Procrastination can be viewed as an emotionally driven response related to our concept of self. Negative emotions arise because we might feel that the task we are putting off simply represents something that we aren’t prepared to handle. We might think of the task as being too difficult or the prospect of failure being too high. These negative emotions deactivate the desire to begin the task and feed off our fear of failure.
There are a number of ways to overcome this behaviour, for example, dealing with the emotional aspects and sense of self, or reassessing our sense of time. However we look at procrastination, we can assume that behaviour is essentially goal-driven and this putting off disrupts our goal-orientated behaviour. Disrupting this behaviour leads to negative emotional responses, including shame, guilt and increased anxiety.
The role of negative and positive emotions.
One way around this, according to Dr Fuschia Sirois, is to attempt to balance out these negative emotions with more constructive positive ones. These then help to activate and motivate us to complete the task.
But overcoming procrastination is also concerned with changing our attitude to the task itself, especially if the task involves some kind of academic endeavour. Changing our view of potential setbacks, seeing failure and struggle as necessary, can also help us to engage with more difficult tasks.
Another way to prevent procrastination is to forgive ourselves for our past procrastination. Professor Tim Pychyl describes procrastination as a transgression against the self – we told ourselves we needed to complete a task, we intended to complete the task but, in the end, we failed to live up to our own standard. This can be followed by emotions such as shame and blame, which then lead to even more procrastination. If we forgive ourselves for our past procrastination, we are less likely to suffer in the future.
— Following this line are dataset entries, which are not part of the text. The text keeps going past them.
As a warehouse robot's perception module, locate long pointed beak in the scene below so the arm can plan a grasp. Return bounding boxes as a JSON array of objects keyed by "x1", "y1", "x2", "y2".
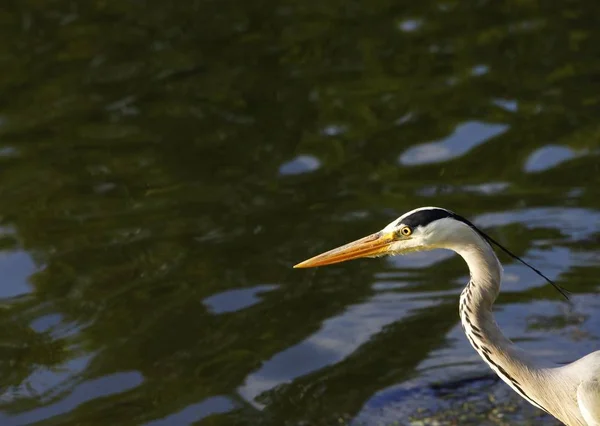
[{"x1": 294, "y1": 232, "x2": 394, "y2": 268}]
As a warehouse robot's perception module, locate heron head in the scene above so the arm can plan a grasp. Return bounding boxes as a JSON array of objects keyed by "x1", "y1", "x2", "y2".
[{"x1": 294, "y1": 207, "x2": 476, "y2": 268}]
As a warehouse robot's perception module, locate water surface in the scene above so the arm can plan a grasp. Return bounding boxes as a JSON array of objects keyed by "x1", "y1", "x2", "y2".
[{"x1": 0, "y1": 0, "x2": 600, "y2": 426}]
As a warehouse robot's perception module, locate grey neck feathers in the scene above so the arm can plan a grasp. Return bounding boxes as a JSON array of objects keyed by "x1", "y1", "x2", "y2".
[{"x1": 448, "y1": 231, "x2": 544, "y2": 409}]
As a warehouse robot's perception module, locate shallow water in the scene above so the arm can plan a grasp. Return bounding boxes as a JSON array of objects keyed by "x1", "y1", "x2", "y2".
[{"x1": 0, "y1": 0, "x2": 600, "y2": 426}]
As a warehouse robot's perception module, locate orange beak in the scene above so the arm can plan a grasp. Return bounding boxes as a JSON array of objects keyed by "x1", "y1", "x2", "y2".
[{"x1": 294, "y1": 232, "x2": 395, "y2": 268}]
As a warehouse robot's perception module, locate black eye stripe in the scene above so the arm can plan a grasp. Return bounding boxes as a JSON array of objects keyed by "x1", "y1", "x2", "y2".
[{"x1": 401, "y1": 209, "x2": 462, "y2": 229}]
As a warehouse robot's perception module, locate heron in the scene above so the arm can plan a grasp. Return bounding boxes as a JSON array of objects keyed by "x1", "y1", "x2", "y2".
[{"x1": 294, "y1": 207, "x2": 600, "y2": 426}]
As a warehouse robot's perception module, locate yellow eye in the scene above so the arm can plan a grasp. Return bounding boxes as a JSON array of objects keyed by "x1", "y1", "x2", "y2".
[{"x1": 400, "y1": 226, "x2": 412, "y2": 237}]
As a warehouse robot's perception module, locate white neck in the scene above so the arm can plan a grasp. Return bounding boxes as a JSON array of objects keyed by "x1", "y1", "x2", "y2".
[{"x1": 448, "y1": 229, "x2": 544, "y2": 409}]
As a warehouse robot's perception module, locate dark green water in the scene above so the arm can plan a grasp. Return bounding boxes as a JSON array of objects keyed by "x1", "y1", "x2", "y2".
[{"x1": 0, "y1": 0, "x2": 600, "y2": 426}]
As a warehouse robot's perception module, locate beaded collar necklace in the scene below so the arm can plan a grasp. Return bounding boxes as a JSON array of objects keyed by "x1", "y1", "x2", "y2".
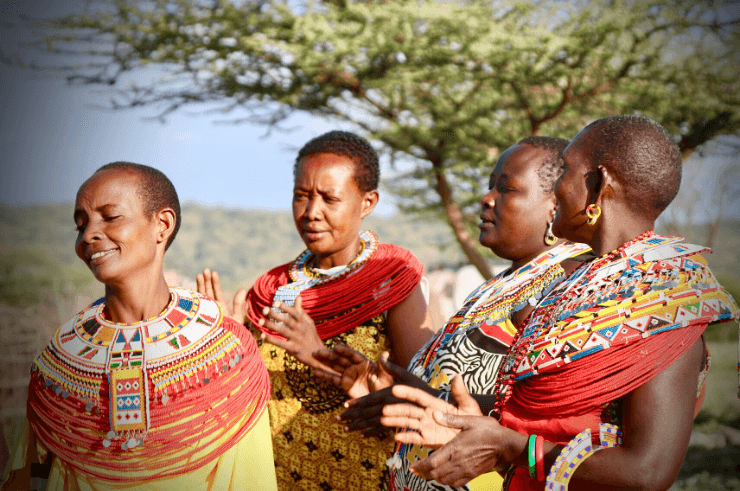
[
  {"x1": 488, "y1": 230, "x2": 655, "y2": 419},
  {"x1": 273, "y1": 230, "x2": 378, "y2": 312}
]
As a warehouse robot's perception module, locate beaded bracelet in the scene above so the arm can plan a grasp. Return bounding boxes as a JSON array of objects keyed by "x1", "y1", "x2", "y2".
[
  {"x1": 527, "y1": 435, "x2": 537, "y2": 479},
  {"x1": 534, "y1": 436, "x2": 545, "y2": 482},
  {"x1": 545, "y1": 428, "x2": 595, "y2": 491},
  {"x1": 543, "y1": 423, "x2": 622, "y2": 491}
]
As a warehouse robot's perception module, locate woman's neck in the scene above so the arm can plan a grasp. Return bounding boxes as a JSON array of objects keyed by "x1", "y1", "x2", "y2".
[
  {"x1": 506, "y1": 239, "x2": 566, "y2": 275},
  {"x1": 588, "y1": 216, "x2": 655, "y2": 256},
  {"x1": 105, "y1": 272, "x2": 170, "y2": 324}
]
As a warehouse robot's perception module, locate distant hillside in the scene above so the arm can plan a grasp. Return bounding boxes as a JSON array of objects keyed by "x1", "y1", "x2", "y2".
[
  {"x1": 0, "y1": 204, "x2": 463, "y2": 298},
  {"x1": 0, "y1": 204, "x2": 740, "y2": 301}
]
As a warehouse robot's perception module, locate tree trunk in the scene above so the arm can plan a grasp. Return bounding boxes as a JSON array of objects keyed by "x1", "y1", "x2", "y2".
[{"x1": 435, "y1": 166, "x2": 493, "y2": 280}]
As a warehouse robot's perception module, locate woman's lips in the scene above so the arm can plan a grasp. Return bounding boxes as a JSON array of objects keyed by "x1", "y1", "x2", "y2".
[
  {"x1": 303, "y1": 230, "x2": 326, "y2": 240},
  {"x1": 88, "y1": 249, "x2": 117, "y2": 264}
]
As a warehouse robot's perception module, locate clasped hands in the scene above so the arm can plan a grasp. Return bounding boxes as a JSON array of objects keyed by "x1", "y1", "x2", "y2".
[
  {"x1": 196, "y1": 269, "x2": 526, "y2": 487},
  {"x1": 196, "y1": 268, "x2": 331, "y2": 371},
  {"x1": 314, "y1": 345, "x2": 526, "y2": 487}
]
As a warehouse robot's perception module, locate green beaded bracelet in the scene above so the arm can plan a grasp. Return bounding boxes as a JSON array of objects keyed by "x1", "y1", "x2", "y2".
[{"x1": 527, "y1": 435, "x2": 537, "y2": 479}]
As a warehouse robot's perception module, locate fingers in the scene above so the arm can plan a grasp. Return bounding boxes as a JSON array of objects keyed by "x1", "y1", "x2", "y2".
[
  {"x1": 378, "y1": 351, "x2": 408, "y2": 380},
  {"x1": 313, "y1": 366, "x2": 342, "y2": 389},
  {"x1": 333, "y1": 344, "x2": 370, "y2": 366},
  {"x1": 391, "y1": 384, "x2": 448, "y2": 411},
  {"x1": 380, "y1": 404, "x2": 424, "y2": 431},
  {"x1": 432, "y1": 411, "x2": 478, "y2": 430},
  {"x1": 450, "y1": 375, "x2": 483, "y2": 416},
  {"x1": 409, "y1": 447, "x2": 451, "y2": 479}
]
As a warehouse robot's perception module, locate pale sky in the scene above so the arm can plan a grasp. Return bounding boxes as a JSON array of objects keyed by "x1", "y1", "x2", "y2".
[{"x1": 0, "y1": 0, "x2": 396, "y2": 216}]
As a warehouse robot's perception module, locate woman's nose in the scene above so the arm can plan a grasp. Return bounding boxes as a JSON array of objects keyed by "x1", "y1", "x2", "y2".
[
  {"x1": 480, "y1": 191, "x2": 496, "y2": 208},
  {"x1": 82, "y1": 221, "x2": 103, "y2": 244}
]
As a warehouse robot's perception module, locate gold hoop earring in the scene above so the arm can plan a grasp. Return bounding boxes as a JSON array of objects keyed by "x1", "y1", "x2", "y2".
[
  {"x1": 586, "y1": 203, "x2": 601, "y2": 225},
  {"x1": 545, "y1": 222, "x2": 558, "y2": 245}
]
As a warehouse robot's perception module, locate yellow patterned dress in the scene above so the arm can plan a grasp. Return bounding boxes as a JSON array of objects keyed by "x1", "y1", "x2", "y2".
[{"x1": 250, "y1": 314, "x2": 393, "y2": 491}]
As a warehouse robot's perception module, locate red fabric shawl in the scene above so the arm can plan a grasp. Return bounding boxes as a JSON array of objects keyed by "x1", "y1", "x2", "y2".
[{"x1": 246, "y1": 244, "x2": 424, "y2": 340}]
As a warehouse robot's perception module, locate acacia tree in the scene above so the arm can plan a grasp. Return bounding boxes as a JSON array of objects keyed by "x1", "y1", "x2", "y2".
[{"x1": 37, "y1": 0, "x2": 740, "y2": 277}]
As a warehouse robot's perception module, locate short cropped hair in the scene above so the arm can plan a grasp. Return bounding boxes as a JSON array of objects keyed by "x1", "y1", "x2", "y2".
[
  {"x1": 518, "y1": 136, "x2": 570, "y2": 193},
  {"x1": 95, "y1": 161, "x2": 180, "y2": 250},
  {"x1": 293, "y1": 131, "x2": 380, "y2": 193},
  {"x1": 583, "y1": 116, "x2": 681, "y2": 219}
]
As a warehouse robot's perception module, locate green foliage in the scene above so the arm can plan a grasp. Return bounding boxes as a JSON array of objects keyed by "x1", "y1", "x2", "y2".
[
  {"x1": 34, "y1": 0, "x2": 740, "y2": 272},
  {"x1": 0, "y1": 244, "x2": 91, "y2": 307},
  {"x1": 671, "y1": 474, "x2": 740, "y2": 491}
]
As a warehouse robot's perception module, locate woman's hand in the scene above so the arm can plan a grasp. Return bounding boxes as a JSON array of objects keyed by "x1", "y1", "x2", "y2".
[
  {"x1": 380, "y1": 375, "x2": 483, "y2": 449},
  {"x1": 313, "y1": 344, "x2": 395, "y2": 399},
  {"x1": 259, "y1": 295, "x2": 333, "y2": 373},
  {"x1": 195, "y1": 268, "x2": 247, "y2": 324},
  {"x1": 396, "y1": 376, "x2": 527, "y2": 488},
  {"x1": 337, "y1": 356, "x2": 439, "y2": 437}
]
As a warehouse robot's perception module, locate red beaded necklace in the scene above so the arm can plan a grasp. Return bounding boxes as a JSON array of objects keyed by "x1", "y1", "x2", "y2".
[{"x1": 488, "y1": 230, "x2": 655, "y2": 419}]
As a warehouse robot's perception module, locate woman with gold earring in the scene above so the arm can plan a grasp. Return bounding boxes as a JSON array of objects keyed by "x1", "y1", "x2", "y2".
[{"x1": 316, "y1": 136, "x2": 589, "y2": 491}]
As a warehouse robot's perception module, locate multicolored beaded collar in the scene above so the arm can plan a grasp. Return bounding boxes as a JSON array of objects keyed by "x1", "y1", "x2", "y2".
[
  {"x1": 274, "y1": 230, "x2": 378, "y2": 312},
  {"x1": 410, "y1": 242, "x2": 591, "y2": 376}
]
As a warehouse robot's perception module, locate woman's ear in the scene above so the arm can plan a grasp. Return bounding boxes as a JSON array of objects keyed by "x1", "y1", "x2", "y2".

(for more on these aspects of procrastination you might like to listen to this podcast).
Adjust the way you view time.
There is a tendency for us to categorise time as either present or future and this can have a very interesting effect on how we deal with goals and objectives.
If a deadline is in the present (for example, my essay needs handing it by 4pm tomorrow) we tend to start it sooner. However, if the deadline is further away (say, next week) we think of it in terms of the future and mentally place it in the someday box.
The way we categorise time is both inaccurate and illogical. For example, if a deadline crosses a calendar year we tend to place the activity in the future box (even if it’s the last week in December and the deadline is the first week in January). But if the activity deadline is in the same calendar year we place it in the present category. We may still have the same amount of time to complete the task, but because the deadline spans a calendar year, we think about it differently. Similarly, a Wednesday deadline given on a Monday is treated differently to a Monday deadline given on a Friday because Monday becomes next week.
Visit your future self.
Human beings are time travellers. Our imagination and propensity towards daydreaming allow us to recall our past (although not always accurately) and project ourselves into an infinite number of possible futures (psychologists call this future orientated cognition). Some people view their future selves as distinctly different to their present or past selves, while others have stronger feelings of future-self continuity. Greater feelings of continuity lead to fewer instances of procrastination, so if you feel that the person you’ll be when you’ve completed that task in the same as you, there is less of a chance that you’ll put off what needs to be done.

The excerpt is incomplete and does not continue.